In the light of all the circumstances, the State might in fact be abusing the distress of employers when concluding these agreements. The term distress is interpreted to mean not only a threat to physical or economic existence, but also a case where a party is in serious troubles and therefore accepts a disadvantageous contract as a “lesser evil”. If the counterparty abuses this situation, the party acting in distress may plead that the relevant provision are invalid.
The recent decision of the Municipal Court in Prague shed a new light on the situation. In the second half of March, the State began adopting extraordinary measures through the Ministry of Health based on the Public Health Act, which – unlike the Crisis Management Act – lacks explicit provisions on compensation for damage, thus making it even more difficult for employers to claim compensation. The measures forced employers to close down or limit their operations or created impediments to work on their part. The State offered them possible compensation under the Antivirus programme. But the Municipal Court in Prague ruled that only the Government had the necessary competence to restrict rights and freedoms of citizens at the time of a pandemic, and that the Government could do so only through emergency measures adopted under the Crisis Management Act, which expressly makes it possible to claim damages. The court cancelled the measures adopted by the Ministry of Health and enabled the Government to issue the same measures using a legitimate procedure by 27 April at the latest. Apart from being unlawful, the steps taken by the State could also be considered chaotic.
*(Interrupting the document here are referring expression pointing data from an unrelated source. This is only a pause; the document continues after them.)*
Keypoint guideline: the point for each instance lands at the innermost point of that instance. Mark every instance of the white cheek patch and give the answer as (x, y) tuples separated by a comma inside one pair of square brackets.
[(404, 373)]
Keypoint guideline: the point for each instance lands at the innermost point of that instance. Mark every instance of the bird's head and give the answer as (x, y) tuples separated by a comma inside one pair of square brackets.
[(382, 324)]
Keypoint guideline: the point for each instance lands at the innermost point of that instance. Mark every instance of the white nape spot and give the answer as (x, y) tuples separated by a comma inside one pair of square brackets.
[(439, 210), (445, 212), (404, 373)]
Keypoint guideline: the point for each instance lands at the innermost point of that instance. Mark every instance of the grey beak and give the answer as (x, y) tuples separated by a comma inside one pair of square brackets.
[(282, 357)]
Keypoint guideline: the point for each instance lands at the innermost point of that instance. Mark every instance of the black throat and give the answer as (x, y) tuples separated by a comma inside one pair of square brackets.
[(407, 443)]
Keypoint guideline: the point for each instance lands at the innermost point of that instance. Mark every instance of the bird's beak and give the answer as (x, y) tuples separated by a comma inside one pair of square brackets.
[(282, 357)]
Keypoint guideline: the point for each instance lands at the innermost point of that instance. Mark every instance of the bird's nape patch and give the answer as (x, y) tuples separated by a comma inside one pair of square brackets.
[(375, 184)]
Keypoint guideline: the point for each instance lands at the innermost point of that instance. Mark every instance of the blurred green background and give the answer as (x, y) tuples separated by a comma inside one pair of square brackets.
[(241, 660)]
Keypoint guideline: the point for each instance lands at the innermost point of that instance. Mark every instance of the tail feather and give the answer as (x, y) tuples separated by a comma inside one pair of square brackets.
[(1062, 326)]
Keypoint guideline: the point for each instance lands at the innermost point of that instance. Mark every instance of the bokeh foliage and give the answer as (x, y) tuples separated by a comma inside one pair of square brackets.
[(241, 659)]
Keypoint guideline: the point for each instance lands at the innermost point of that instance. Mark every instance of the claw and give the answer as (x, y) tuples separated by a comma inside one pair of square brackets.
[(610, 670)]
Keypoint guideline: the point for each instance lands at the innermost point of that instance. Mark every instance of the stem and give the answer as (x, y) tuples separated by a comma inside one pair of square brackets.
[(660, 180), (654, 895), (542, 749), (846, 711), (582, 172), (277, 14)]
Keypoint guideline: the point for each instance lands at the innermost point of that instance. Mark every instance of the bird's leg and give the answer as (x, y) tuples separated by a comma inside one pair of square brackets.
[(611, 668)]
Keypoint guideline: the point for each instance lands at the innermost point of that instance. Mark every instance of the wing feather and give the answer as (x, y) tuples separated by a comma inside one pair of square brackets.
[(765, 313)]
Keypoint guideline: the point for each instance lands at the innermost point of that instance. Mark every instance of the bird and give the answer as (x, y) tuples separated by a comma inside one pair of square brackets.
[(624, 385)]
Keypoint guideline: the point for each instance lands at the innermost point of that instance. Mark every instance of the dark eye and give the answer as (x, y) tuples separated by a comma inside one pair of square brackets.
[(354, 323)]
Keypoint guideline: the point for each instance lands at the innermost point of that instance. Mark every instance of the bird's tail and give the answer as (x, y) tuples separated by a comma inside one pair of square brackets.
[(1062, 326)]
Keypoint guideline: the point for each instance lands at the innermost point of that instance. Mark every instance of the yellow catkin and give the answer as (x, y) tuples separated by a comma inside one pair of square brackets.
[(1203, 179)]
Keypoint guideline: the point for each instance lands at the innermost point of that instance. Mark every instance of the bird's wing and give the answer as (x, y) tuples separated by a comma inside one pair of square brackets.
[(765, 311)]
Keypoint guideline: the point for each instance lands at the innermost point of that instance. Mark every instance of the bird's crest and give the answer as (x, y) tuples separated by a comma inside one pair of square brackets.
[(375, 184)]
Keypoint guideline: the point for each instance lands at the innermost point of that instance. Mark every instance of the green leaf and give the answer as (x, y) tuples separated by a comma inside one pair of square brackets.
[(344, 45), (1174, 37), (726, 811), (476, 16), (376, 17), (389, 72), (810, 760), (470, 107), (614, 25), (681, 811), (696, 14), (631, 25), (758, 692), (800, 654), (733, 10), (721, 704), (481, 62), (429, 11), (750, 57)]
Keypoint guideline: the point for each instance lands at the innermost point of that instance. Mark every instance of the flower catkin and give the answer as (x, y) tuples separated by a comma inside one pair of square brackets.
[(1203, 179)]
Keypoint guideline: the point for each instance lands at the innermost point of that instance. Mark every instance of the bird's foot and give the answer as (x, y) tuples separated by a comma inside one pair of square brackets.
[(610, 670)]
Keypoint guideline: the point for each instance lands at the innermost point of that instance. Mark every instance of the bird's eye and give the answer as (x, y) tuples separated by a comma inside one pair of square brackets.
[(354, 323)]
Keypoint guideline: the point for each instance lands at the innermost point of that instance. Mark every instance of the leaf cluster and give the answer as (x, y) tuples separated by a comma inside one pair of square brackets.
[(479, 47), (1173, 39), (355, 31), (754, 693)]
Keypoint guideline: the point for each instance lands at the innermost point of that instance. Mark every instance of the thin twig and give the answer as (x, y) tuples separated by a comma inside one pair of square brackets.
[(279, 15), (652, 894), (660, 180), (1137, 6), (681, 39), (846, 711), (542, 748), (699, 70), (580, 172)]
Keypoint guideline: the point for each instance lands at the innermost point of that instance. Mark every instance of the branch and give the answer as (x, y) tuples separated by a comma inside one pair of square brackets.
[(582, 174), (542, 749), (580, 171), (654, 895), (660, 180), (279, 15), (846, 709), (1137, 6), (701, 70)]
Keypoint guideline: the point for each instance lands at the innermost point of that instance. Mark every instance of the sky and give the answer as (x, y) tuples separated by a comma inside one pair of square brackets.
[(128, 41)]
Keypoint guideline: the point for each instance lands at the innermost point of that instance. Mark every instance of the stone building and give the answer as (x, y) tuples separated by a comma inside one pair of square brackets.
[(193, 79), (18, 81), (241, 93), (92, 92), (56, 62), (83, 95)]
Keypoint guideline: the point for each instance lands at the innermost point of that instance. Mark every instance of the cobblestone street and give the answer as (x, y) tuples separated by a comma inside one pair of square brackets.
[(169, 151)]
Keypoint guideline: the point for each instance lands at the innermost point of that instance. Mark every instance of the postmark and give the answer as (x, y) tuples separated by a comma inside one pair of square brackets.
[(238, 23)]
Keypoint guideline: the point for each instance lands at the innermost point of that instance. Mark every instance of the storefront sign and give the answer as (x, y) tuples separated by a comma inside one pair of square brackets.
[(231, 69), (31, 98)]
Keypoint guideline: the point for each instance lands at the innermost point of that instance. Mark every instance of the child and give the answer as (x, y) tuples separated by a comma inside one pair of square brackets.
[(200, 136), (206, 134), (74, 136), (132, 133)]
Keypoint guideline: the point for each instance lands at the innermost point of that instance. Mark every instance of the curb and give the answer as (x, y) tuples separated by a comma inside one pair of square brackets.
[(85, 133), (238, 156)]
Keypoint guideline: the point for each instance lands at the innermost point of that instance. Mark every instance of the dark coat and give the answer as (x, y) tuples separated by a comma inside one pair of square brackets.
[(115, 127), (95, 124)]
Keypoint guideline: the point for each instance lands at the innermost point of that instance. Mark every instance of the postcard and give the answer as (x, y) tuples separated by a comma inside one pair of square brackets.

In the light of the court decision and the aforesaid circumstances, and also taking into account that most employers concluded the agreements at a time when they believed they had only a negligible chance to claim damages against the State as the Public Health Act contains no such option, we believe that it is open to debate whether the settlement provision comprised in the agreements is valid without further ado and whether it automatically deprives the employer of the right to claim full compensation for damage incurred as a result of the extraordinary and emergency measures. We believe that the situation has to be approached not indiscriminately, but rather on a case-by-case basis, depending on the specific circumstances. In this respect, the execution of this agreement as such should not prejudice the right to claim damages because where the grounds for invalidity pertain solely to a provision that can be severed, only this provision is invalid, while the remaining provisions of the agreement remain in force.